Re: Use merge-based matching for MCVs in eqjoinsel - Mailing list pgsql-hackers

From David Geier
Subject Re: Use merge-based matching for MCVs in eqjoinsel
Date
Msg-id 412007b6-a324-44f5-91ed-c869004854ec@gmail.com
Whole thread Raw
In response to Re: Use merge-based matching for MCVs in eqjoinsel  (Ilia Evdokimov <ilya.evdokimov@tantorlabs.com>)
Responses Re: Use merge-based matching for MCVs in eqjoinsel
List pgsql-hackers
Hi Ilia!

> I have read all the previous messages - and yes, you are right. I don’t
> know why I didn’t consider using a hash table approach initially. Your
> idea makes a lot of sense.

Your solution would be beneficial on top, for cases where the data type
is not hashable.
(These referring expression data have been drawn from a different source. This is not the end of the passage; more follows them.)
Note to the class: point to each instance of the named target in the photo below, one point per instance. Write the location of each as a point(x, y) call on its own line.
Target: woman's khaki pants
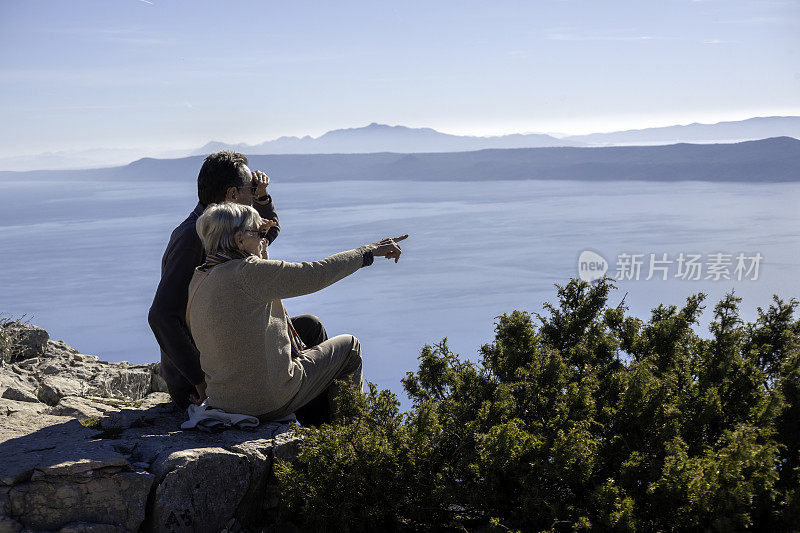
point(327, 361)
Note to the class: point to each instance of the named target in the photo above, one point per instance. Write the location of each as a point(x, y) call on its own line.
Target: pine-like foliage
point(582, 418)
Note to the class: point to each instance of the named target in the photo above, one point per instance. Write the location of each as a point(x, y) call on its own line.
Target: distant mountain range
point(377, 138)
point(768, 160)
point(740, 130)
point(382, 138)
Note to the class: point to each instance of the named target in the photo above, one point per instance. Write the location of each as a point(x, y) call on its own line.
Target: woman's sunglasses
point(262, 233)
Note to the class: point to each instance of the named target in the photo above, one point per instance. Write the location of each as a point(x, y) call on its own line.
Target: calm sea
point(82, 259)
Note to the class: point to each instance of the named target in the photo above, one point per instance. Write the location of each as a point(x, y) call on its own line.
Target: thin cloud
point(574, 37)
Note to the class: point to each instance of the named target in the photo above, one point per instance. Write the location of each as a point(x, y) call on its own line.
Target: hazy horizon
point(180, 74)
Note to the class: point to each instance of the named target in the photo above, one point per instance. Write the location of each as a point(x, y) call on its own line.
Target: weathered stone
point(115, 380)
point(9, 407)
point(28, 340)
point(80, 408)
point(132, 468)
point(157, 383)
point(118, 499)
point(9, 525)
point(83, 527)
point(53, 388)
point(18, 387)
point(35, 441)
point(27, 364)
point(202, 492)
point(21, 394)
point(5, 503)
point(52, 369)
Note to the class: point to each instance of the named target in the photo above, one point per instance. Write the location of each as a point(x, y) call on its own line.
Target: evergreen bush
point(584, 418)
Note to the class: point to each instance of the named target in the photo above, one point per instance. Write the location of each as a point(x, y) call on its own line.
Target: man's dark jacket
point(180, 360)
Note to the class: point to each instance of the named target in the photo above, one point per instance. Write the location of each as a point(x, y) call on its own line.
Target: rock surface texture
point(90, 446)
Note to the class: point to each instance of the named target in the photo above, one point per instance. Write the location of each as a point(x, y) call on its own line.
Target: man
point(224, 177)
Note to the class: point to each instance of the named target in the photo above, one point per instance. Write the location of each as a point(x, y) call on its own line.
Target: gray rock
point(21, 394)
point(27, 340)
point(203, 490)
point(53, 388)
point(9, 525)
point(80, 408)
point(129, 466)
point(9, 407)
point(19, 387)
point(52, 502)
point(83, 527)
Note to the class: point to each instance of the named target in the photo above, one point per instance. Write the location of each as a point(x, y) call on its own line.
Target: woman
point(253, 359)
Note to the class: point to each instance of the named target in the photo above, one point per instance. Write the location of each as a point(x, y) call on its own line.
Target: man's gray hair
point(219, 223)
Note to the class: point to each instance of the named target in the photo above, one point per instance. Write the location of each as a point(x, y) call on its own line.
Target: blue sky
point(172, 74)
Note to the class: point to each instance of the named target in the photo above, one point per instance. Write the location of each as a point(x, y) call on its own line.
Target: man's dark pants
point(314, 413)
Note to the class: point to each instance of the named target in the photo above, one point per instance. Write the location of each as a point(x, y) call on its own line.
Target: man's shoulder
point(185, 234)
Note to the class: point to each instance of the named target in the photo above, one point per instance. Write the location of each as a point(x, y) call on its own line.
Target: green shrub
point(8, 337)
point(589, 419)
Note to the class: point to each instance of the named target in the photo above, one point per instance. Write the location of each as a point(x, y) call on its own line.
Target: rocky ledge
point(87, 445)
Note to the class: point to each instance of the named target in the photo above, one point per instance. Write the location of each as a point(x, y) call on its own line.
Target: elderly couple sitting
point(244, 353)
point(254, 360)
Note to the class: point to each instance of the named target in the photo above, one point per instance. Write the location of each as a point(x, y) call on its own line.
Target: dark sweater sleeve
point(167, 315)
point(267, 210)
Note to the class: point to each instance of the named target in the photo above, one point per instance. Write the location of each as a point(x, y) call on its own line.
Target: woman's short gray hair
point(218, 224)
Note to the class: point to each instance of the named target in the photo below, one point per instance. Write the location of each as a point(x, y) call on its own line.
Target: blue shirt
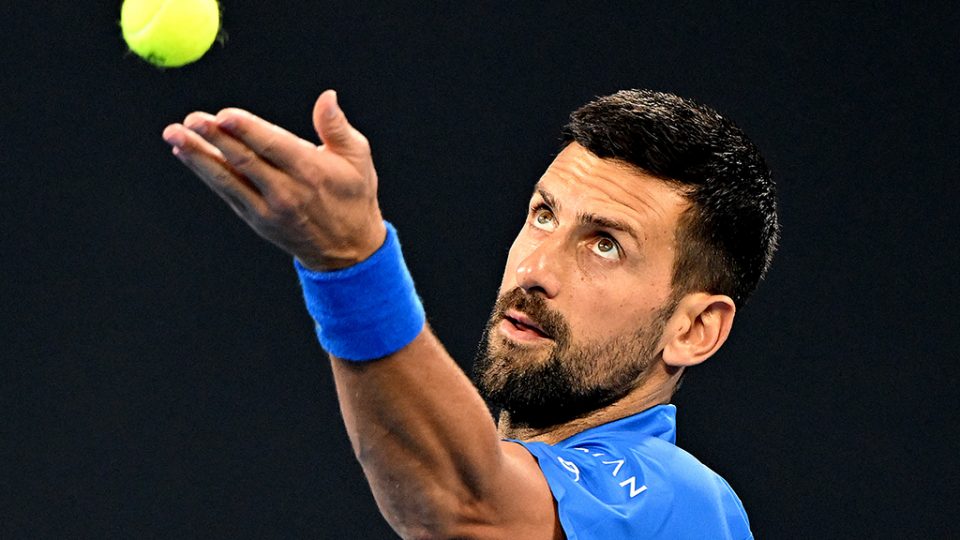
point(628, 479)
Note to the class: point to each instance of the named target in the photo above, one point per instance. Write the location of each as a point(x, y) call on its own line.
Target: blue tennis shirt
point(628, 479)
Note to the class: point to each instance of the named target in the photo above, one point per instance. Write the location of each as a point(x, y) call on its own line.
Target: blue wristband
point(366, 311)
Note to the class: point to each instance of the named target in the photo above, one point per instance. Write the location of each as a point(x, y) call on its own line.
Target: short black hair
point(727, 236)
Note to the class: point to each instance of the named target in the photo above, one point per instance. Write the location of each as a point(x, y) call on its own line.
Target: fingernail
point(332, 110)
point(176, 139)
point(198, 127)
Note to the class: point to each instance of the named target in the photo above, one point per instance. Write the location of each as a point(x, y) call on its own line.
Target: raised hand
point(318, 203)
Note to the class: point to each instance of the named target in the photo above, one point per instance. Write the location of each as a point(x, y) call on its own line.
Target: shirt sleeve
point(605, 494)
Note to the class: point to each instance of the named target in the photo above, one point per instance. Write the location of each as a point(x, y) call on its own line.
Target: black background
point(159, 373)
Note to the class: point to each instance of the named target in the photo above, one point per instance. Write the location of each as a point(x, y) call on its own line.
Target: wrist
point(348, 255)
point(368, 310)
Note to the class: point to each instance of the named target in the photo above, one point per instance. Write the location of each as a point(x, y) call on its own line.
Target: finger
point(270, 142)
point(334, 129)
point(239, 156)
point(206, 162)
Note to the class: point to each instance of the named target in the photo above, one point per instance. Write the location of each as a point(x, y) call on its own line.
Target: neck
point(655, 390)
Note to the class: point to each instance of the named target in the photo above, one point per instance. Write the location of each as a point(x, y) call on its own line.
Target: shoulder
point(629, 485)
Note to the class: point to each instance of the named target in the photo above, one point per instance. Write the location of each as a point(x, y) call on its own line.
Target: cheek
point(520, 248)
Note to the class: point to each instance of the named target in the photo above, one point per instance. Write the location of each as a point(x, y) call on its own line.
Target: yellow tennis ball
point(170, 33)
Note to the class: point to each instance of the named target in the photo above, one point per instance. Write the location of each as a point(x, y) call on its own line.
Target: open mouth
point(524, 324)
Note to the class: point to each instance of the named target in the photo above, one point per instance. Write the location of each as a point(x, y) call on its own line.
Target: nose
point(540, 269)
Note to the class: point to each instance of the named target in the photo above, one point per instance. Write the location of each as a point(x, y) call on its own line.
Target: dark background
point(160, 377)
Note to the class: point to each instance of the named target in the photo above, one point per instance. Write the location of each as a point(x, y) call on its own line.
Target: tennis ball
point(170, 33)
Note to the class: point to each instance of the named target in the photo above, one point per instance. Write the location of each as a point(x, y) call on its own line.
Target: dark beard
point(572, 380)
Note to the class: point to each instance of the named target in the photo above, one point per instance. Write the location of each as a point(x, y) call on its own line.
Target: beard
point(551, 383)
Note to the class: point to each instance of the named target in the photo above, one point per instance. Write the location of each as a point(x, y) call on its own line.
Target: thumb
point(334, 129)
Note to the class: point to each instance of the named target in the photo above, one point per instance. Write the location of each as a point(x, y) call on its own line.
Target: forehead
point(582, 182)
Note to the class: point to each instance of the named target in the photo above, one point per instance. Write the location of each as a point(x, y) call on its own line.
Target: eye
point(607, 248)
point(543, 218)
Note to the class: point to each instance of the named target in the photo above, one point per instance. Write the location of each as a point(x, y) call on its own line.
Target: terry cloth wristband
point(366, 311)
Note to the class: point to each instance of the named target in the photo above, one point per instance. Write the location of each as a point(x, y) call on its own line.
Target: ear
point(698, 327)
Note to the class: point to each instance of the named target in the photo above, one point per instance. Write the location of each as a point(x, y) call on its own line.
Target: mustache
point(552, 322)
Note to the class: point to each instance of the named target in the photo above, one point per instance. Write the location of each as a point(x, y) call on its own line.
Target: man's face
point(585, 293)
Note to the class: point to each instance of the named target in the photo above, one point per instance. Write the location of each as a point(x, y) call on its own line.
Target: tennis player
point(654, 223)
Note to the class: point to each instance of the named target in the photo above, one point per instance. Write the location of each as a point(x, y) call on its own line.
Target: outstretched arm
point(423, 435)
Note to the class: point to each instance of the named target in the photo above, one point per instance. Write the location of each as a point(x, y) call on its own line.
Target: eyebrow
point(591, 218)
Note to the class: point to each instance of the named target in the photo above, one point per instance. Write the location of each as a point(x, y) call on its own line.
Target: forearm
point(423, 435)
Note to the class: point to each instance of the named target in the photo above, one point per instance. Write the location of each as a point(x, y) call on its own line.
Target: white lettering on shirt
point(634, 490)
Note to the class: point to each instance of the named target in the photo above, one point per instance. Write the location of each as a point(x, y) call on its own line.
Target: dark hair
point(727, 236)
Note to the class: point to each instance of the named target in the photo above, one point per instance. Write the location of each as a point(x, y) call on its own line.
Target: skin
point(438, 471)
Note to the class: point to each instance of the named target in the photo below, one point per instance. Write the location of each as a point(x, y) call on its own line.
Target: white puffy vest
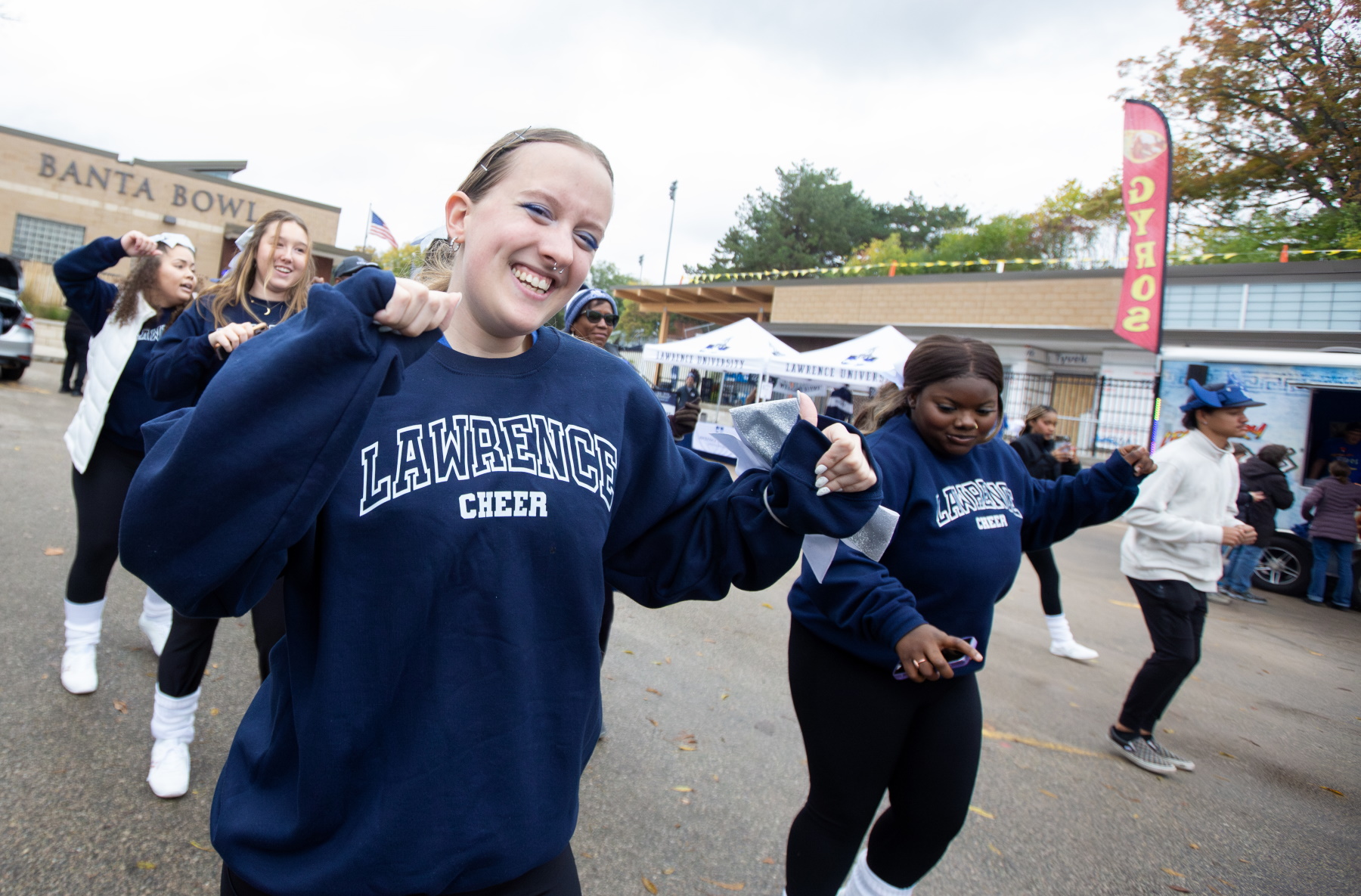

But I think that's overkill for a v1. I would start
with the hash-based version.

> To evaluate it, I ran benchmarks on JOB with three variants:
> 
> $ ./benchmark.sh master
> $ ./benchmark.sh merge
> $ ./benchmark.sh hash
> 
> I compared total planning time across all 113 queries.

Was this running with optimizations? How did you extract the planning time?

> 
> $ python3 planning_time.py master hash
> default_statistics_target | Planner Speedup (×) | Planner Before (ms) |
> Planner After (ms)
> --------------------------------------------------------------------------------
> 100                       | 1.00                | 1892.627            |
> 1886.969
> 1000                      | 1.09                | 2286.922            |
> 2100.099
> 2500                      | 1.94                | 4647.167            |
> 2400.711
> 5000                      | 6.15                | 17964.779           |
> 2919.914
> 7500                      | 10.58               | 38622.443           |
> 3650.375
> 10000                     | 16.33               | 69538.085           |
> 4257.864
> 
> $ python3 planning_time.py master merge
> default_statistics_target | Planner Speedup (×) | Planner Before (ms) |
> Planner After (ms)
> --------------------------------------------------------------------------------
> 100                       | 1.00                | 1892.627            |
> 1898.622
> 1000                      | 1.12                | 2286.922            |
> 2033.553
> 2500                      | 1.92                | 4647.167            |
> 2423.552
> 5000                      | 5.94                | 17964.779           |
> 3025.739
> 7500                      | 10.48               | 38622.443           |
> 3684.262
> 10000                     | 16.72               | 69538.085           |
> 4159.418

I would have expected the delta between the "merge" and "hash" variant
to be bigger, especially for default_statistics_target=10000. My small
test also showed that. Any idea why this is not showing in your results?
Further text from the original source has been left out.